Andrew Ramroop, the only person of Indian origin to own a shop on Savile Row, London, talks bespoke suits, fits, and fitting them into suitcases. Men, take notes.
“Suits are full of joy. They’re the sartorial equivalent of a baby’s smile,” said Barney Stinson (played by actor Neil Patrick Harris) in the hit TV series, How I Met Your Mother. The much-loved character — seldom shown wearing anything other than a suit — lost no opportunity in extolling the many virtues of wearing one.
We’re sure Andrew Madan Ramroop OBE shares similar sentiments. Trinidad-born, London-based Ramroop is the owner of the 78-year-old establishment, Maurice Sedwell, on Savile Row — the Mecca of bespoke tailoring. He’s dressed British royalty (Princess Diana), Hollywood legends like Tony Curtis and Charles Gray, and athletes such as footballer Dwight Yorke and cricketer Brian Lara. He doesn’t like to talk about his clients much, but he does mention “a certain Indian steel magnate”. Our guess is as good as yours.

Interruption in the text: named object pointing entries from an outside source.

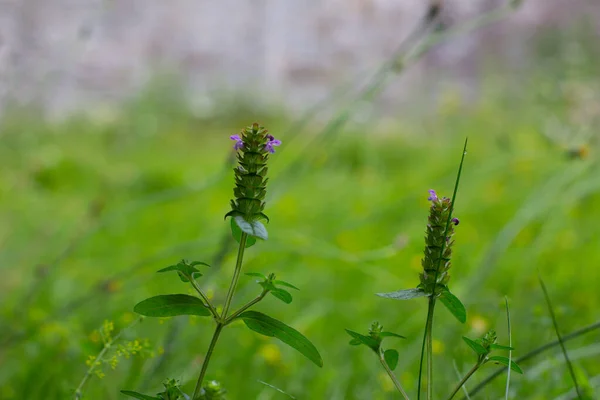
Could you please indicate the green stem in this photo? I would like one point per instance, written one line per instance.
(393, 377)
(426, 335)
(464, 380)
(430, 350)
(244, 308)
(236, 276)
(221, 319)
(203, 296)
(209, 352)
(107, 346)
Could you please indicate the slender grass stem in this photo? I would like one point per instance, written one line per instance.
(222, 318)
(209, 352)
(107, 346)
(580, 332)
(393, 377)
(560, 340)
(425, 337)
(464, 380)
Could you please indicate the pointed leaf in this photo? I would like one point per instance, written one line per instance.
(256, 274)
(391, 334)
(139, 396)
(171, 305)
(366, 340)
(286, 284)
(391, 358)
(265, 325)
(236, 232)
(477, 348)
(504, 361)
(500, 347)
(403, 294)
(454, 305)
(276, 388)
(254, 228)
(185, 270)
(282, 295)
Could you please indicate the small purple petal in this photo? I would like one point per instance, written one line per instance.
(432, 195)
(238, 142)
(272, 142)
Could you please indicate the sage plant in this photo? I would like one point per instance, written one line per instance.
(253, 146)
(433, 284)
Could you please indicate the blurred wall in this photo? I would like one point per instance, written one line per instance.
(72, 54)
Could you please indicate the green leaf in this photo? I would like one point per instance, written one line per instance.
(185, 269)
(403, 294)
(139, 396)
(477, 348)
(373, 344)
(171, 305)
(282, 295)
(276, 388)
(504, 361)
(500, 347)
(454, 305)
(265, 325)
(236, 232)
(254, 228)
(286, 284)
(391, 334)
(391, 358)
(256, 274)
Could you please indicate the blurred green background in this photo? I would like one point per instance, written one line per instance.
(90, 210)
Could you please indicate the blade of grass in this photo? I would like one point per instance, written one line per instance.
(427, 334)
(560, 340)
(510, 351)
(535, 352)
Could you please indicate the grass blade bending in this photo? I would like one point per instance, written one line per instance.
(560, 340)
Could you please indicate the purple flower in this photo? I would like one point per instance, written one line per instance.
(238, 142)
(432, 195)
(271, 142)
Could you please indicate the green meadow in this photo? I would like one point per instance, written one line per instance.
(91, 209)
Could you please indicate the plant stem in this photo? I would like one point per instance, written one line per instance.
(203, 296)
(107, 346)
(244, 308)
(425, 336)
(221, 319)
(236, 276)
(209, 352)
(393, 377)
(430, 349)
(535, 352)
(464, 380)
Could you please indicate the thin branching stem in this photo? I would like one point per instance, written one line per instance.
(464, 380)
(222, 318)
(550, 345)
(393, 377)
(204, 297)
(209, 352)
(244, 308)
(107, 345)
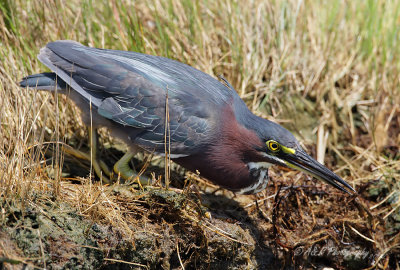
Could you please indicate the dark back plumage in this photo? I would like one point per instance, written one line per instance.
(131, 89)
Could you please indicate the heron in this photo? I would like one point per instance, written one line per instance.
(210, 129)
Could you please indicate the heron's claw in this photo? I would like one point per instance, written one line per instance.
(123, 170)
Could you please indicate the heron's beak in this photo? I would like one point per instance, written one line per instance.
(303, 162)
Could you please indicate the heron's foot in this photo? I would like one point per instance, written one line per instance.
(124, 171)
(99, 166)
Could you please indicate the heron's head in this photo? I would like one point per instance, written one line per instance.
(280, 147)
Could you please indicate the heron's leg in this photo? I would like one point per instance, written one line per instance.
(123, 169)
(99, 167)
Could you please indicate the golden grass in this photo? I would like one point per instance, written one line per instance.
(327, 70)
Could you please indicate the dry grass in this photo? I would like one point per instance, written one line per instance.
(327, 70)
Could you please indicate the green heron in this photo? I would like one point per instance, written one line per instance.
(209, 127)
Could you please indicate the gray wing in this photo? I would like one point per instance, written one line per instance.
(132, 89)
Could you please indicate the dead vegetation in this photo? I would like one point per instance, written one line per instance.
(328, 71)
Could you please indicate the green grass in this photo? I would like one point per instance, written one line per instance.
(331, 66)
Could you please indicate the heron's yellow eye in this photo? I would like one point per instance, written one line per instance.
(273, 146)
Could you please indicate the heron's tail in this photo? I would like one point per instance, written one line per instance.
(48, 81)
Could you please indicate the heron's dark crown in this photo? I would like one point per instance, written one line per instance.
(265, 129)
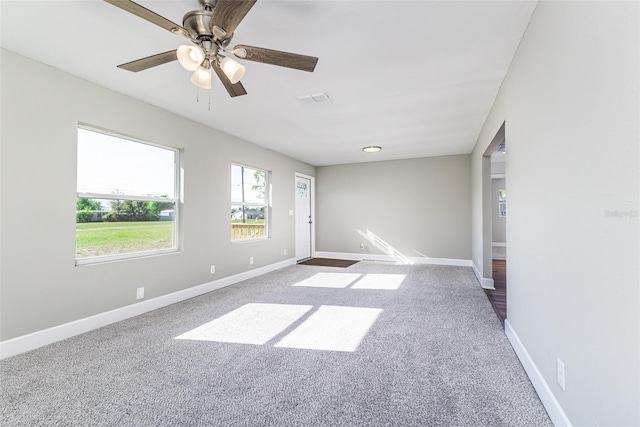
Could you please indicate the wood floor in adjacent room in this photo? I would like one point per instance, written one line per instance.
(498, 297)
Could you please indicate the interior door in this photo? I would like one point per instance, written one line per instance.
(304, 222)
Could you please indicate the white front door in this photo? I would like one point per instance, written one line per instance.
(304, 222)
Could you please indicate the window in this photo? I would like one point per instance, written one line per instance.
(249, 203)
(127, 197)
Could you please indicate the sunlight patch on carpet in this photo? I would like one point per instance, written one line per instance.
(389, 282)
(329, 280)
(250, 324)
(333, 328)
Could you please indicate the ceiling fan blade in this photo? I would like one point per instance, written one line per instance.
(150, 16)
(228, 13)
(276, 57)
(149, 61)
(233, 89)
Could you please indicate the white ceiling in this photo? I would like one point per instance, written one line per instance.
(415, 77)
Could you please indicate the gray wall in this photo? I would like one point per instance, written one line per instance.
(40, 285)
(498, 223)
(570, 103)
(420, 207)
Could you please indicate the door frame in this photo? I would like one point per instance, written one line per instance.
(312, 201)
(487, 207)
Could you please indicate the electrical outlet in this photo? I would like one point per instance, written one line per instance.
(561, 376)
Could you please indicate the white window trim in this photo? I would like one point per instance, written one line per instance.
(266, 204)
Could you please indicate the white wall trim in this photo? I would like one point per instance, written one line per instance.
(485, 283)
(401, 259)
(44, 337)
(551, 404)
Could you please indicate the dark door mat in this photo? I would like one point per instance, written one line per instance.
(328, 262)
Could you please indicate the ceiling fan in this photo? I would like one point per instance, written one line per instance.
(210, 30)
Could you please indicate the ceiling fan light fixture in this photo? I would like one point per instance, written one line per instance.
(190, 57)
(202, 76)
(232, 69)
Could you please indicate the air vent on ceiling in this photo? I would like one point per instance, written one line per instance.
(315, 98)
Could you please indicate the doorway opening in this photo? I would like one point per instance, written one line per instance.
(494, 223)
(304, 216)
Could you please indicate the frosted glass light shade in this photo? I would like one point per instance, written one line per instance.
(232, 69)
(190, 57)
(202, 76)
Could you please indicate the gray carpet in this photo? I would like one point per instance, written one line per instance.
(435, 354)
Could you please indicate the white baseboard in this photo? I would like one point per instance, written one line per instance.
(484, 282)
(37, 339)
(551, 404)
(391, 258)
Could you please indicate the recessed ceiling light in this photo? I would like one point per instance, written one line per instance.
(372, 149)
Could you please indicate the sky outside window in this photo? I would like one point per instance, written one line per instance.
(112, 165)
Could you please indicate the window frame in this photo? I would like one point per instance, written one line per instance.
(176, 200)
(266, 204)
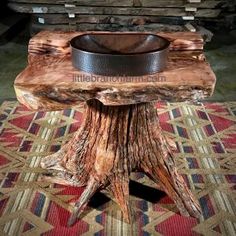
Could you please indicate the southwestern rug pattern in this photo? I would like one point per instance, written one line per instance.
(206, 138)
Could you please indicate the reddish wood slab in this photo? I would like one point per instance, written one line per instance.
(121, 131)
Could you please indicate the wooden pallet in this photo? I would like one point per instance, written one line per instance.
(131, 15)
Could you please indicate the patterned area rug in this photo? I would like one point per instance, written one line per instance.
(206, 138)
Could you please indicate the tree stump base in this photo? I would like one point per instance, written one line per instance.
(112, 142)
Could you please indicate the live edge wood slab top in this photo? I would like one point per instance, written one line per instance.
(50, 82)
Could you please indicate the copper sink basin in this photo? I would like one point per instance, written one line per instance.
(119, 54)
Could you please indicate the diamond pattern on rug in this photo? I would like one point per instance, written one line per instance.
(205, 135)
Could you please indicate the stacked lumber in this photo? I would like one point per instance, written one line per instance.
(122, 15)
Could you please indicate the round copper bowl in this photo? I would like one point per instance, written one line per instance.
(119, 54)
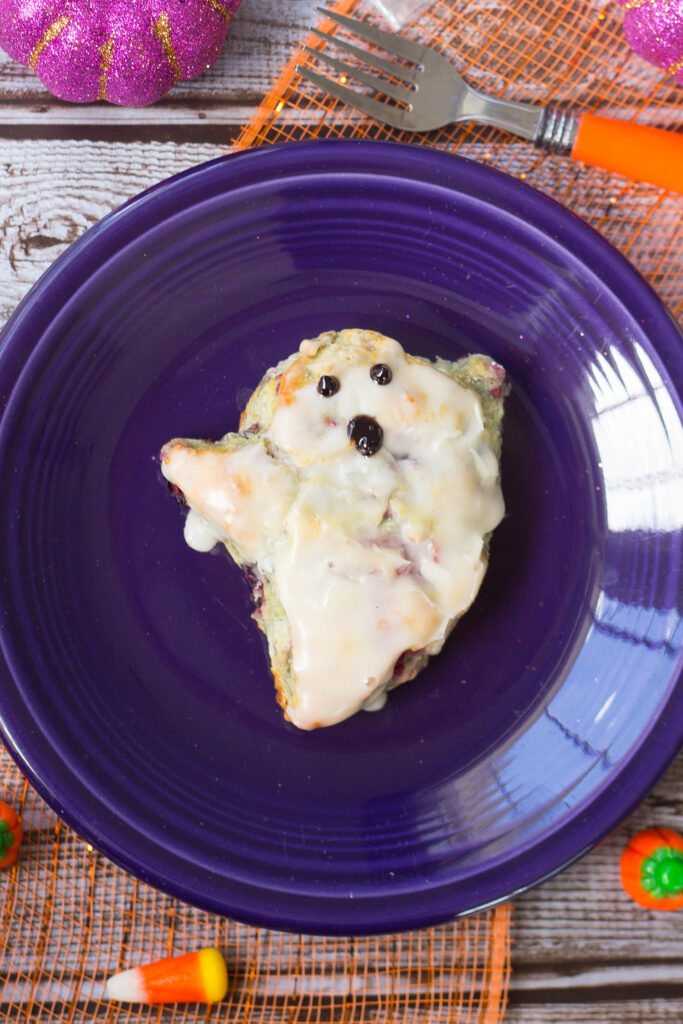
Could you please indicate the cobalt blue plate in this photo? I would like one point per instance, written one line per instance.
(135, 692)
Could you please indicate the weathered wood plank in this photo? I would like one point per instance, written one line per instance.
(583, 919)
(51, 193)
(656, 1011)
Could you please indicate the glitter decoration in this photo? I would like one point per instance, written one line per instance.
(127, 53)
(654, 31)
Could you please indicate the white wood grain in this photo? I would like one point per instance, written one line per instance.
(260, 39)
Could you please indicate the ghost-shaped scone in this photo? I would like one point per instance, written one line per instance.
(359, 496)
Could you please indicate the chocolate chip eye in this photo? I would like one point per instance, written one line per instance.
(381, 374)
(327, 386)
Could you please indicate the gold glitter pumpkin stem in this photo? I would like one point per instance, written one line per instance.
(162, 31)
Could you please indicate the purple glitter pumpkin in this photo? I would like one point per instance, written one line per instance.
(654, 31)
(126, 52)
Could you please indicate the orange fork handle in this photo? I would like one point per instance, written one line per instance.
(638, 152)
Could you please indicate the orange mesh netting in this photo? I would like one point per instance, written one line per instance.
(569, 52)
(69, 919)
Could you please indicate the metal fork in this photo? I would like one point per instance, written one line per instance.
(427, 92)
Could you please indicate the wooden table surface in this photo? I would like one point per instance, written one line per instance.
(583, 951)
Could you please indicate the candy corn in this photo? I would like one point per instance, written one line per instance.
(199, 977)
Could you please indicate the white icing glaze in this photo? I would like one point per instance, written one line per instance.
(371, 556)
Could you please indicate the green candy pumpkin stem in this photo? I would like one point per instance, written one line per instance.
(662, 872)
(6, 838)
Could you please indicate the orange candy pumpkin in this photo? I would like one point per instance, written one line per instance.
(652, 868)
(10, 835)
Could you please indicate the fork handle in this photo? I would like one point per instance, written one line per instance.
(638, 152)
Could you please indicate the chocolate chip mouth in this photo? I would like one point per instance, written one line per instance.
(367, 434)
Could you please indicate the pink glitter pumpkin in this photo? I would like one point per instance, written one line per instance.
(654, 31)
(124, 51)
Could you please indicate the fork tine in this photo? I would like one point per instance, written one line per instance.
(381, 64)
(373, 108)
(404, 48)
(386, 88)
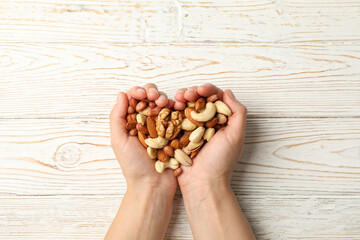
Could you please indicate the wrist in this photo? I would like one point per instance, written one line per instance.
(201, 187)
(151, 190)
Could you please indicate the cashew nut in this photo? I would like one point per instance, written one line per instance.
(221, 107)
(222, 118)
(182, 158)
(161, 166)
(190, 104)
(187, 125)
(197, 134)
(158, 142)
(206, 115)
(141, 118)
(145, 111)
(193, 146)
(209, 133)
(151, 152)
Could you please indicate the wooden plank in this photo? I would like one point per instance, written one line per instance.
(281, 156)
(278, 21)
(81, 81)
(88, 217)
(161, 21)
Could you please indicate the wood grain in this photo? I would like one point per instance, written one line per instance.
(88, 217)
(81, 81)
(161, 21)
(282, 156)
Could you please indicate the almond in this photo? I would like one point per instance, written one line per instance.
(175, 144)
(150, 123)
(182, 114)
(154, 112)
(193, 154)
(184, 140)
(142, 138)
(177, 172)
(132, 102)
(131, 116)
(200, 104)
(140, 106)
(169, 151)
(152, 104)
(162, 156)
(222, 118)
(212, 122)
(130, 124)
(212, 98)
(141, 128)
(133, 132)
(131, 109)
(188, 115)
(218, 126)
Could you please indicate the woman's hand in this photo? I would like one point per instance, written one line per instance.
(137, 167)
(217, 159)
(212, 208)
(146, 208)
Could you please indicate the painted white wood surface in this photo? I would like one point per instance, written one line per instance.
(88, 217)
(167, 21)
(294, 64)
(281, 156)
(78, 80)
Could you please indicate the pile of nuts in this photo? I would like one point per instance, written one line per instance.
(175, 137)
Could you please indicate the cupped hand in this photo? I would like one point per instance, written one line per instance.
(217, 158)
(137, 167)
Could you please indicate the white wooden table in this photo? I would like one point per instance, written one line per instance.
(294, 64)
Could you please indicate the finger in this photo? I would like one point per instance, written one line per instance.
(237, 121)
(162, 101)
(170, 103)
(209, 89)
(118, 131)
(191, 94)
(179, 96)
(151, 91)
(179, 106)
(137, 93)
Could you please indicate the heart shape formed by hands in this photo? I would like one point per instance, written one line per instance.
(174, 137)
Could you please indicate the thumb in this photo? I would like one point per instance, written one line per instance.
(237, 121)
(118, 131)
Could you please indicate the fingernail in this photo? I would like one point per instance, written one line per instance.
(140, 90)
(152, 90)
(162, 98)
(118, 98)
(231, 95)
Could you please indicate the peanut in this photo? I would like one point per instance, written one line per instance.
(161, 166)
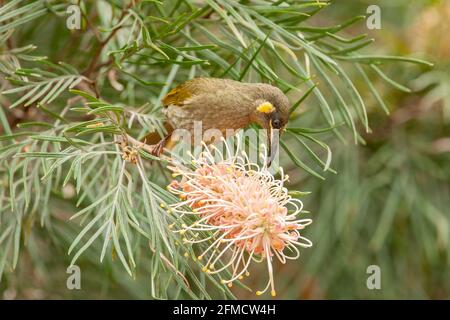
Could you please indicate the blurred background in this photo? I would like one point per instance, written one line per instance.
(388, 204)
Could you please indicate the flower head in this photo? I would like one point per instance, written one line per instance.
(240, 211)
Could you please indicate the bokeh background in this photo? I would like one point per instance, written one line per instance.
(388, 205)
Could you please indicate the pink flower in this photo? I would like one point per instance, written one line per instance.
(245, 212)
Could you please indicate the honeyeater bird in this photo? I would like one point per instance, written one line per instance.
(222, 104)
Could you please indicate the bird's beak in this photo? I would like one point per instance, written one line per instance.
(272, 143)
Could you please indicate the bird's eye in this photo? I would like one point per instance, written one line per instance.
(276, 123)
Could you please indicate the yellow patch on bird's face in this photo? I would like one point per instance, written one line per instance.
(266, 107)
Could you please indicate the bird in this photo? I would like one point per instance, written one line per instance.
(221, 104)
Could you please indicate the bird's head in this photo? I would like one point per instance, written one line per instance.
(271, 112)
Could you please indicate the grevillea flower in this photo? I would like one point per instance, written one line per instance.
(241, 213)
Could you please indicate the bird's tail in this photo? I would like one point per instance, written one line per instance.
(154, 137)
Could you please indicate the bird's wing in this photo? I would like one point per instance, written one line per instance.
(178, 95)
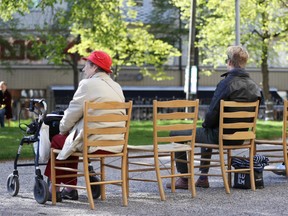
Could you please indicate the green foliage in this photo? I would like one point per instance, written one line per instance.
(263, 27)
(96, 24)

Neil Patrick Harris’s character, Barney Stinson, in the hit TV series, How I Met Your Mother was seldom shown wearing anything other than a suit. (Shutterstock)
Upon invitation by Indian Masters Tailors Association (IMTA)’s founder Anupama Sachdeva, Ramroop recently spent a month in the city training high-end tailors on developing their businesses. Ramroop tells us his ancestors (from Uttar Pradesh) travelled by the first ship that sailed from India to Trinidad, 160 years ago. “My roots are important to me,” he says.
The starting price for a hand-tailored suit at Maurice Sedwell will set you back by a neat £6,000 (approx Rs 5,44,490) and if you want Ramroop to personally tailor your suit, add an additional 40 per cent. That’s `7,62,290 for a suit. “Quality comes at a price,” chuckles Ramroop, adding. “It takes us 160 hours to create each bespoke suit — everything is beautifully handcrafted. We use only pure silk threads to sew our suits, not cotton.”
GUIDE TO SUITS
1) When buying a bespoke suit, ask to speak to a tailor, not a salesperson. You want someone who has technical knowledge and experience to communicate the value of bespoke.
2) Make sure the fit isn’t too tight: Everybody wants a suit that makes the waist seem narrow. But you don’t want to look as if you have outgrown your suit. The one way to tell if a suit fits well is to check that it is hugging the neck all around. Also, check if it feels comfortable along the shoulder blades and arms.
3) When travelling, the best way to pack a suit into a suitcase is to stuff the inside chest pockets with cellophane bags. This will support the chest and prevent the jacket from crumbling. Fold the lapel and collar flat. Then, put it in a cellophane suit cover and fold it in half; the air in the bag helps prevent creases. Creases are caused when fabric is exposed to heat, weight and moisture.
4) The amount of shirt showing at the cuff should be half the amount of shirt collar that shows above your jacket collar.
5) A common mistake to avoid when wearing a suit is to have your shirt showing under (between) the jacket waist button and above your trousers.
— By Andrew Madan Ramroop
The Savile Row Fold
When we first ask Ramroop about the famed Savile Row fold, he does not recognise it by name. But when we describe it to him, he’s taken aback. “There’s a name for it?” he asks, incredulous. Ramroop says he started folding trousers that way decades ago: “I have been practicing it since in my early twenties at Maurice Sedwell, when the wooden hangers were too slippery. We still do when we courier suits. Perhaps someone coined the phrase!”